Among the many emails recently released by WikiLeaks from the Hillary Clinton campaign, one focused on the Democratic nominee’s proposed $15 federal minimum wage requirement.
The emails show that her advisers and others who influenced Clinton knew that the position of forcing a $15 minimum wage would not actually be helpful in practice.
On April 28, 2015, Clinton campaign chairman John Podesta emailed Neera Tanden who is the head of the Center for American Progress, a progressive think tank that Podesta chairs, about Clinton’s support for a minimum wage hike.
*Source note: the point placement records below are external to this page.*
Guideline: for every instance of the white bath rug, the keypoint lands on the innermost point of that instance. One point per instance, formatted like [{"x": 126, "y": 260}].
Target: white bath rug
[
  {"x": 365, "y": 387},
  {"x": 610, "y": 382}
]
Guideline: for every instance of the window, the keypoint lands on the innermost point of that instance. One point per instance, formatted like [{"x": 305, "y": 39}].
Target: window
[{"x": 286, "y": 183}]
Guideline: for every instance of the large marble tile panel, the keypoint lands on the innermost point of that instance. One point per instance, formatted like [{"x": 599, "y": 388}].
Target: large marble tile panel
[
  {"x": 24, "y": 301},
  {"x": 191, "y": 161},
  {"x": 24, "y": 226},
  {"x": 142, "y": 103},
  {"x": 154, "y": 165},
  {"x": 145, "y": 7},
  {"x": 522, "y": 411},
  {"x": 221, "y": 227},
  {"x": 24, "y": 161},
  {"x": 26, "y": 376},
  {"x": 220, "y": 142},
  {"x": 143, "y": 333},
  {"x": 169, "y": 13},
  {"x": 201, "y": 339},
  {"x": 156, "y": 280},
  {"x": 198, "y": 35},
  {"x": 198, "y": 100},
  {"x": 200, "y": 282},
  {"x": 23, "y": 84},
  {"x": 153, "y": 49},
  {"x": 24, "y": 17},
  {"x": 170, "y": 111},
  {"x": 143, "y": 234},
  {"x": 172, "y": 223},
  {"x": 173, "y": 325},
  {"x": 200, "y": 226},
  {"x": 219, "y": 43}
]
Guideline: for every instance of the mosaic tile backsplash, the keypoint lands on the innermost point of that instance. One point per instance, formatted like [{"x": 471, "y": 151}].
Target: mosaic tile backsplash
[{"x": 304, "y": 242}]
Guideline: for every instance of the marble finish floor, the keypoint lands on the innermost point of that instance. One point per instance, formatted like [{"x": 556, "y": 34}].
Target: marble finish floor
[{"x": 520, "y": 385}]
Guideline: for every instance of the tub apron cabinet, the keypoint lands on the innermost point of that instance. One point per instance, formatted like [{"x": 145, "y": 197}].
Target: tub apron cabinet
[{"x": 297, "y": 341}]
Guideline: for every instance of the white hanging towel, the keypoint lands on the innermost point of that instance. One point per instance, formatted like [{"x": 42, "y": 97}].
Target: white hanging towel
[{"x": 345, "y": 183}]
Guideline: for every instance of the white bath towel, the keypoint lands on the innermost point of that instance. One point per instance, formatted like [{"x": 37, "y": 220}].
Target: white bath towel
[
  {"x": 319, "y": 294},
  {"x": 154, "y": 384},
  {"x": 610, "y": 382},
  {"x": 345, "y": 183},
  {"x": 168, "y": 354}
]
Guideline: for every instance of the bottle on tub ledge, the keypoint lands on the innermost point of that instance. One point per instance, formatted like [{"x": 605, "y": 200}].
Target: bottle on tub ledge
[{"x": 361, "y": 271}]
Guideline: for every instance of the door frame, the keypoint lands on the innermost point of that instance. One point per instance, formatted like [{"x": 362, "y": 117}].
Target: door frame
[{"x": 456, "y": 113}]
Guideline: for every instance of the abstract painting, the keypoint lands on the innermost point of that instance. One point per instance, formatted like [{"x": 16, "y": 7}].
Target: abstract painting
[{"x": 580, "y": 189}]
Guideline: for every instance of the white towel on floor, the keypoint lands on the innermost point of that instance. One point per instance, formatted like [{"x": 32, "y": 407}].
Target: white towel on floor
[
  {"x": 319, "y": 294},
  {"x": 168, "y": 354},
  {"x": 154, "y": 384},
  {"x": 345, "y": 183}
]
Tanden emailed Podesta back saying, “Substantively, we have not supported $15 – you will get a fair number of liberal economists who will say it will lose jobs.” Tanden also emailed Podesta that she was not getting any political pressure to support such a high minimum wage.
Clinton foreign policy advisor Jake Sullivan then emailed Tanden and Podesta calling the Democratic Party’s progressive base the “Red Army”—an obvious communist reference—and said that they want to support a $15 an hour minimum wage. Bernie Sanders later made a $15 minimum wage a centerpiece of his socialist campaign against Clinton.
In April, Hillary said she would sign a bill that raised the minimum wage to $15. Reason’s Peter Suderman writes:
It’s worth taking a moment to put this in context: Tanden, a former Obama administration staffer, is the head of one of the largest and most powerful liberal policy institutions in Washington, and she is a leading figure for a top position in a Hillary Clinton administration. She’s writing to a group of top Clinton campaign staffers, including Podesta, Clinton’s campaign chairman and a former president of the Center for American Progress himself, Campaign Manager Robby Mook, and Communications Director Jennifer Palmieri, all of whom with intimate knowledge of the liberal policy consensus. And not only does Tanden state that many liberal economists would object to a $15 minimum wage because it would result in job loss, no one else on the thread appears to push back in any way.
What that means is that Clinton’s top advisers—and, almost certainly, Clinton herself—know full well that there’s essentially no good evidence, even from liberal evidence, to support moving to a $15 federal minimum, and are aware that doing so would likely cost jobs. But Clinton, under pressure from the party’s left flank, has indicated that she would, nonetheless, support $15-an-hour legislation in order to get votes from people who do not understand how a real-world economy works. Whether she would actually support legislation to raise the minimum is yet to be seen, but the point is that it appears that people within her campaign, and most likely Hillary herself, realizes that a forced minimum wage of this amount would cost jobs. So either she is willing to impose a wage requirement that she knows would cost jobs, or she is not sincere in her promise but is only using the promise to get votes from Bernie Sanders’ supporters.